O senador Demóstenes Torres (DEM) é uma espécie de líder parlamentar da oposição às cotas para estimular a entrada de negros nas universidades públicas. O principal argumento contra essa iniciativa contesta sua legalidade, e o caso esta no Supremo Tribunal Federal, onde realizaram-se audiências públicas destinadas a enriquecer o debate.

quarta-feira o senador Demóstenes foi ao STF, argumentou contra as cotas e disse o seguinte:

‘(Fala-se que) as negras foram estupradas no Brasil. (Fala-se que) a miscigenação deu-se no Brasil pelo estupro. Gilberto Freyre, que hoje é renegado, mostra que isso se deu de forma muito mais consensual’.

O senador precisa definir o que vem a ser “forma muito mais consensual” numa relação sexual entre um homem e uma mulher que, pela lei, podia ser açoitada, vendida e até mesmo separada dos filhos.

Gilberto Freyre escreveu o seguinte: “Não há escravidão sem depravação sexual. É da essência mesma do regime”.
“O que a negra da senzala fez foi facilitar a depravação com sua docilidade de escrava: abrindo as pernas ao primeiro desejo do sinhô-moço. Desejo, não: ordem.”
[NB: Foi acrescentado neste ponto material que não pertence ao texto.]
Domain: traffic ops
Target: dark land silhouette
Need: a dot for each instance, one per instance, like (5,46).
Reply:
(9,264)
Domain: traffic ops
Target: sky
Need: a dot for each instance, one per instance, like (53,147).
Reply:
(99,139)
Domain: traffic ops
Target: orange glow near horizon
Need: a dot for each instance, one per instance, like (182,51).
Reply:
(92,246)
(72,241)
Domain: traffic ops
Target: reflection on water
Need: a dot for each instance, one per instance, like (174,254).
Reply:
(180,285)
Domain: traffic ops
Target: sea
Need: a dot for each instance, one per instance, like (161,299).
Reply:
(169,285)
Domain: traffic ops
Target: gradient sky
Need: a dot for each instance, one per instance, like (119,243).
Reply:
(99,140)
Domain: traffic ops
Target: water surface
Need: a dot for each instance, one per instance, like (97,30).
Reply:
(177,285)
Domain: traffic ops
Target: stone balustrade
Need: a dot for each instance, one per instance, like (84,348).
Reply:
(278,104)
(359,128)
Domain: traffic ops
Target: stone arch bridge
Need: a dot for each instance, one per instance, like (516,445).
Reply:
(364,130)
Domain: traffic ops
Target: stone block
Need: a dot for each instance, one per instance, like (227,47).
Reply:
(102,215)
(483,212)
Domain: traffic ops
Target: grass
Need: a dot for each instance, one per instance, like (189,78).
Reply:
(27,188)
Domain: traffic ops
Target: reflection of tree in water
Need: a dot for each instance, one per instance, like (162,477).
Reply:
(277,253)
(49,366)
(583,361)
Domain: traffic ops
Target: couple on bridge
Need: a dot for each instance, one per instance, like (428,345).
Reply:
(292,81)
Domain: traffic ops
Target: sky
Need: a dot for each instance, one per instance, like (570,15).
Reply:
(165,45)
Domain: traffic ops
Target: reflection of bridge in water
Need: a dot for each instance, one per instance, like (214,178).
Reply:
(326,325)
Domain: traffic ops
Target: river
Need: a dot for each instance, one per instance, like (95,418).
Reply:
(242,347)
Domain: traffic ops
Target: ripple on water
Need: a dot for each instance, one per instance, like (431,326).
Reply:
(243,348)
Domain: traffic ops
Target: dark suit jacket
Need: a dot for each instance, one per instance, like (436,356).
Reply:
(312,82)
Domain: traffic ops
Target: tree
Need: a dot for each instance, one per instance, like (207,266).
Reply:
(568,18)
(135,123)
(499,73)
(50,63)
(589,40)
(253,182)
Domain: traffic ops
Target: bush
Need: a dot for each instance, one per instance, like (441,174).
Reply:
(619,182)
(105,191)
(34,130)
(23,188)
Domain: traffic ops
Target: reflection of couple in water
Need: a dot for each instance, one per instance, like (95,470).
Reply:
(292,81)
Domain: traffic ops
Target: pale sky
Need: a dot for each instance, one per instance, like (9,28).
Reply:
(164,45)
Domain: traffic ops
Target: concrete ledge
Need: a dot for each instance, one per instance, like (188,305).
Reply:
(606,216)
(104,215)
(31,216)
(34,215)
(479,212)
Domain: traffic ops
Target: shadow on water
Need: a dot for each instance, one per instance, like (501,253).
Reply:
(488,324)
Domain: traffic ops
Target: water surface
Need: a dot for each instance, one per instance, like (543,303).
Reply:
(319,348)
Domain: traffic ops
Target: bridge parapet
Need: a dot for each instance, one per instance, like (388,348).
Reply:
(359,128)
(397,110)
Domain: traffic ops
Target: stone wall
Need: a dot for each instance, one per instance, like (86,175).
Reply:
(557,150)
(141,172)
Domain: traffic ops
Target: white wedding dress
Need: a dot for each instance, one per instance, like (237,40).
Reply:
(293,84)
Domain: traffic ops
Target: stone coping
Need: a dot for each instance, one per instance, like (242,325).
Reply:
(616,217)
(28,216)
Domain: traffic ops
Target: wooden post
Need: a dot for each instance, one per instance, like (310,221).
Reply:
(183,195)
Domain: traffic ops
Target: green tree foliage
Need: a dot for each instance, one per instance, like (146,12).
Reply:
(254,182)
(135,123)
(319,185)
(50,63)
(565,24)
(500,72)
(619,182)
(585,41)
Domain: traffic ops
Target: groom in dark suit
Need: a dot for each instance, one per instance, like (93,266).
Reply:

“Não eram as negras que iam esfregar-se pelas pernas dos adolescentes louros: estes é que no Sul dos Estados Unidos, como nos engenhos de cana do Brasil os filhos dos senhores, criavam-se desde pequenos para garanhões. (...) Imagine-se um país com os meninos armados de faca de ponta! Pois foi assim o Brasil do tempo da escravidão.”

Demóstenes Torres disse mais:

“Todos nós sabemos que a África subsaariana forneceu escravos para o mundo antigo, para o mundo islâmico, para a Europa e para a América. Lamentavelmente. Não deveriam ter chegado aqui na condição de escravos. Mas chegaram. (...) Até principio do século 20, o escravo era o principal item de exportação da economia africana.”

Nós, que, cara-pálida? Ao longo de três séculos, algo entre nove milhões e 12 milhões de africanos foram tirados de suas terras e trazidos para a América. O tráfico negreiro foi um empreendimento das metrópoles européias e de suas colônias americanas. Se a instituição fosse africana, os filhos brasileiros de escravos seriam trabalhadores livres.

No inicio do século 20 os escravos não eram o principal “item de exportação da economia africana”. Àquela altura, o tráfico tornara-se economicamente irrelevante. Ademais, não existia “economia africana”, pois o continente fora partilhado pelas potências européias. Demóstenes Torres estudou História com o professor de contabilidade de seu ex-correligionário José Roberto Arruda. O senador exibiu um pedaço do nível intelectual mobilizado no combate às cotas.

* Publicado na Coluna do Elio Gaspari, no Jornal O Popular, no domingo, 7 de março de 2010, página 12 – Política.